Not long after she was born, Caryn Tatelli recognized that her newborn daughter Susan had a serious peanut allergy.
“We had an emergency landing on a flight, and then 9 months later she had a reaction while sitting next to me in a movie theater," Tatelli, who lives in Highland Park, said.
Susan is now 13 years old, and remembers vividly the days when her allergy dictated her every move.
“I couldn’t go to the movies. I couldn’t fly on an airplane. It was hard to go to friends' houses and sleep over,” Susan said.
But 18 months ago, the Tatelli family discovered a clinical trial at Lurie Children’s Hospital in Chicago, where doctors used oral immunotherapy to help battle Susan's lifelong allergy.
“It made sense to me, the idea of starting with a really, really miniscule amount of the allergen and then slowly teaching the body tolerate it. That made sense," Caryn said.
At first, Susan had a bad reaction to the therapy, but as the trial went on, her tolerance for peanuts began to increase. Now, her allergy has subsided to the point where she can enjoy life in ways she never thought possible.

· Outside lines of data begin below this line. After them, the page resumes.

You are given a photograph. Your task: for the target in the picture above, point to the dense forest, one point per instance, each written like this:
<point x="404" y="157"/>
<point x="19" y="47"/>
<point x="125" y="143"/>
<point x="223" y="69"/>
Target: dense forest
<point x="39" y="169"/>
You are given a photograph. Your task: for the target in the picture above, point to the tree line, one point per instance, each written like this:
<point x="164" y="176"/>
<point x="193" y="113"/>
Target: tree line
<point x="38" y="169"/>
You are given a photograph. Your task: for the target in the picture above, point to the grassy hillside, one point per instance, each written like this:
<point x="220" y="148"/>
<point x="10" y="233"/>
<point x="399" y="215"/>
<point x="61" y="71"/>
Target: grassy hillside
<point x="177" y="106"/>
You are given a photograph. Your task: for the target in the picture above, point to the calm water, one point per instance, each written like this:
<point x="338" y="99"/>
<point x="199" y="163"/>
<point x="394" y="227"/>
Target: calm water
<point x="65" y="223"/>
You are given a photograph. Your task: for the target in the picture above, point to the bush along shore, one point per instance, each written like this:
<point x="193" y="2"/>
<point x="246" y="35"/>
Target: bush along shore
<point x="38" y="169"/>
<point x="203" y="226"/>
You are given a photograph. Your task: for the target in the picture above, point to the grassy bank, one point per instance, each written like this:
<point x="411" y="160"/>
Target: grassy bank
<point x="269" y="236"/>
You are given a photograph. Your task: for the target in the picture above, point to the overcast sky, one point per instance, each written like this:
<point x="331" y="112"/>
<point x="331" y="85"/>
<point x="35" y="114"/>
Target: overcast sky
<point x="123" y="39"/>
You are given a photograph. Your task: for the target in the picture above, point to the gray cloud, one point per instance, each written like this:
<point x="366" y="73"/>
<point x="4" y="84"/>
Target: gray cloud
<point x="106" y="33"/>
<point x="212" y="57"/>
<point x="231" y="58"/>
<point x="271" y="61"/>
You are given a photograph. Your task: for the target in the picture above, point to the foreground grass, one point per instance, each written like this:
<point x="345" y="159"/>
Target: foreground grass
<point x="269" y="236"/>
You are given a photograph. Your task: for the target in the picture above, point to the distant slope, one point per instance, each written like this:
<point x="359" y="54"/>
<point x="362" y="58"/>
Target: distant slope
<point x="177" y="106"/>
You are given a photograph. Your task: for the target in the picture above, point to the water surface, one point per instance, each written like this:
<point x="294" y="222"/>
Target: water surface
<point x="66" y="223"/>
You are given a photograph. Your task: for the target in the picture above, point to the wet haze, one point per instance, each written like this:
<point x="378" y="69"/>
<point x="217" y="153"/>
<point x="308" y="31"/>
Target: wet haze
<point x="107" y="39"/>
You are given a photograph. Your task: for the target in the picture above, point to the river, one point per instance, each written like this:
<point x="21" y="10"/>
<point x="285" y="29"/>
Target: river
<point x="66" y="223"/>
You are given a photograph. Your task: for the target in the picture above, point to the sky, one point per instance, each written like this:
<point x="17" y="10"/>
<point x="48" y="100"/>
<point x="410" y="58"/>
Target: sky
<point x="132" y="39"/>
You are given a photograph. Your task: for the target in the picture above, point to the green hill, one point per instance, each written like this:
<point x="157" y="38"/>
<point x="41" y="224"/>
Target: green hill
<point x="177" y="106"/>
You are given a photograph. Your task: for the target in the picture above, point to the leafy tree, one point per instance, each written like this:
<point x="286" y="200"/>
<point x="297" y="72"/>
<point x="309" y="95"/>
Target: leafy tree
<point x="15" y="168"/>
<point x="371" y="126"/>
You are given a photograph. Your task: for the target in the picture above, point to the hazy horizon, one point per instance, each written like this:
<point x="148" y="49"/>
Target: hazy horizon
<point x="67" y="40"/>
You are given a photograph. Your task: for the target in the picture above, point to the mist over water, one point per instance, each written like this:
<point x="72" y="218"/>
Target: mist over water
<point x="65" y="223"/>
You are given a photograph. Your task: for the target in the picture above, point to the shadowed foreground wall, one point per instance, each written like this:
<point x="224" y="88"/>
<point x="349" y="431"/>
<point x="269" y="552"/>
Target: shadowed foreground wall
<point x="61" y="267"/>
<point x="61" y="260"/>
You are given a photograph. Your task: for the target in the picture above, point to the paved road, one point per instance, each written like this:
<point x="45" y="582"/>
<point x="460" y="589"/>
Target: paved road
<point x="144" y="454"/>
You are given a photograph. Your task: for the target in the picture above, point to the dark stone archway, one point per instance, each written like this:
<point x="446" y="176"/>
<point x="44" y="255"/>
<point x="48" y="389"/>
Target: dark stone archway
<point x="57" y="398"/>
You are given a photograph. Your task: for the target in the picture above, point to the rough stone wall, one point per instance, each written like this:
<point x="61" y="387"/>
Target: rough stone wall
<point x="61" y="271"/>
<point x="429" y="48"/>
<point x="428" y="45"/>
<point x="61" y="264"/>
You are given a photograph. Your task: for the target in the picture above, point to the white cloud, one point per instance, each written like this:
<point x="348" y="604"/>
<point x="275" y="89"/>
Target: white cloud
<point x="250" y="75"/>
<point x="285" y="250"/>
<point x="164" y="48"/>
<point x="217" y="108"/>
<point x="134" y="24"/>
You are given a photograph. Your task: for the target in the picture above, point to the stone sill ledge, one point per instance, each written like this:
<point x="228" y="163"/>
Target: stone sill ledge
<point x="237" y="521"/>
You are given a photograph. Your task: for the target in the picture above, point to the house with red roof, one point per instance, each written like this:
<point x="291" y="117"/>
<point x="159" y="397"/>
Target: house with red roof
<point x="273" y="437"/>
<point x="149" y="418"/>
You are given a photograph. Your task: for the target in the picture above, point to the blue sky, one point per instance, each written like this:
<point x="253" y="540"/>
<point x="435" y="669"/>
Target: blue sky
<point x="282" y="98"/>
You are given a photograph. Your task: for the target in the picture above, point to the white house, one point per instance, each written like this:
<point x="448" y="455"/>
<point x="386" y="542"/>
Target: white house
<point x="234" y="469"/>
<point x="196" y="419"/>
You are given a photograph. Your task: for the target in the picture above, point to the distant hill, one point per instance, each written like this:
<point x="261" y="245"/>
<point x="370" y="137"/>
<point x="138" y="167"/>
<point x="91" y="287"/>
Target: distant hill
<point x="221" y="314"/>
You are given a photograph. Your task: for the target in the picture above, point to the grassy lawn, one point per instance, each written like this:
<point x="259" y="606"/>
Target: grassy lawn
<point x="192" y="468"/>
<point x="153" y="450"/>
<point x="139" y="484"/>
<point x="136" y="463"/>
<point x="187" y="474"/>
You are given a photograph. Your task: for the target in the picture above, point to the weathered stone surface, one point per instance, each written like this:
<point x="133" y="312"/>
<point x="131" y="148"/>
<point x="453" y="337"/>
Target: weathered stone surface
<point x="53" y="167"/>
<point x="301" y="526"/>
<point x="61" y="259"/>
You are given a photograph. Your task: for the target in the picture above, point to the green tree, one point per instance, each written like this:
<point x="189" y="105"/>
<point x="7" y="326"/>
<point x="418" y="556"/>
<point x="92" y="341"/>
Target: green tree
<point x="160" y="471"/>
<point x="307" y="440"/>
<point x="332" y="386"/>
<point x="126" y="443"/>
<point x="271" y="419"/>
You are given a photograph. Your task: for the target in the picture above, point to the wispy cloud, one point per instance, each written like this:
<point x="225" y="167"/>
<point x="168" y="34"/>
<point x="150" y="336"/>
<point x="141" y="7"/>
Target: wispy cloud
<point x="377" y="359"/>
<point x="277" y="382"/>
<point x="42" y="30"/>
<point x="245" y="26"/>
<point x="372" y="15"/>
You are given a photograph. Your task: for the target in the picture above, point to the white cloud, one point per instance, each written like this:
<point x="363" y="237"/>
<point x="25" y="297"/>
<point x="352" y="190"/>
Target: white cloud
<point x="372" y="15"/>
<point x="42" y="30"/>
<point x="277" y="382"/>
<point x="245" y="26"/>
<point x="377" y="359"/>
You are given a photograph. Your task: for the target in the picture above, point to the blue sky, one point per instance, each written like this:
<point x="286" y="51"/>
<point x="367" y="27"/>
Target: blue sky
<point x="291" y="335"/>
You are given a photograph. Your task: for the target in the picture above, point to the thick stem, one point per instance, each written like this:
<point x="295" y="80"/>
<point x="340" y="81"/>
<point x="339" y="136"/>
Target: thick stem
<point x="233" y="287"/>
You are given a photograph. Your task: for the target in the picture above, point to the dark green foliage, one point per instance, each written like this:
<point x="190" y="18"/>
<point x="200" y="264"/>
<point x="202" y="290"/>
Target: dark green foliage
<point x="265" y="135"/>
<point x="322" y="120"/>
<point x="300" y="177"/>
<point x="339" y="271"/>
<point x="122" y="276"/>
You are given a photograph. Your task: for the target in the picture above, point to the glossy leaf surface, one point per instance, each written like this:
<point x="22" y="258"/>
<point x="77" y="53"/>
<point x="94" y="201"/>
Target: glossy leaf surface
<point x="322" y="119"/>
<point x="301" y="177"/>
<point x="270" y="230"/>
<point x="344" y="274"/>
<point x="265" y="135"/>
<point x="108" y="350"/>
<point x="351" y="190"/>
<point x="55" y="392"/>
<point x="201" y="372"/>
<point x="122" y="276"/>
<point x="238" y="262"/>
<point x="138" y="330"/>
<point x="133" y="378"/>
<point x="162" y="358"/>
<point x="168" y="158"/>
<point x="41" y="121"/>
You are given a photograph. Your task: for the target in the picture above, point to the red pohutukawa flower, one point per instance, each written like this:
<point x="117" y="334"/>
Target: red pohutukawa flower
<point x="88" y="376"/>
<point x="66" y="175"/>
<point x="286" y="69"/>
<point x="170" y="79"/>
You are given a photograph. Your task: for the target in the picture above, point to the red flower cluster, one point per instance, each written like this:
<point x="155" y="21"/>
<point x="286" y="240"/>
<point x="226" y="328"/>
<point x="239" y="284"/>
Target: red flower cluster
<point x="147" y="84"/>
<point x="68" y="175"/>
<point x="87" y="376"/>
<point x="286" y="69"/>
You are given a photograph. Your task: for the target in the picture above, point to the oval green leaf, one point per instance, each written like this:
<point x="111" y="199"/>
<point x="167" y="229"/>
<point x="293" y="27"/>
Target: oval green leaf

“I’ve gone to the movies. I’ve been on a plane and I can eat things that have been made in a facility with cross contact," Susan said.
While the therapy is not a 100 percent cure for the allergy, she can now live without fear of an allergic reaction from simply being in the same room as a peanut product. And that, her mother says, is a great source of comfort and relief.
“I can actually envision sending her off to college, doing things I never imagined being possible for her," Tatelli said.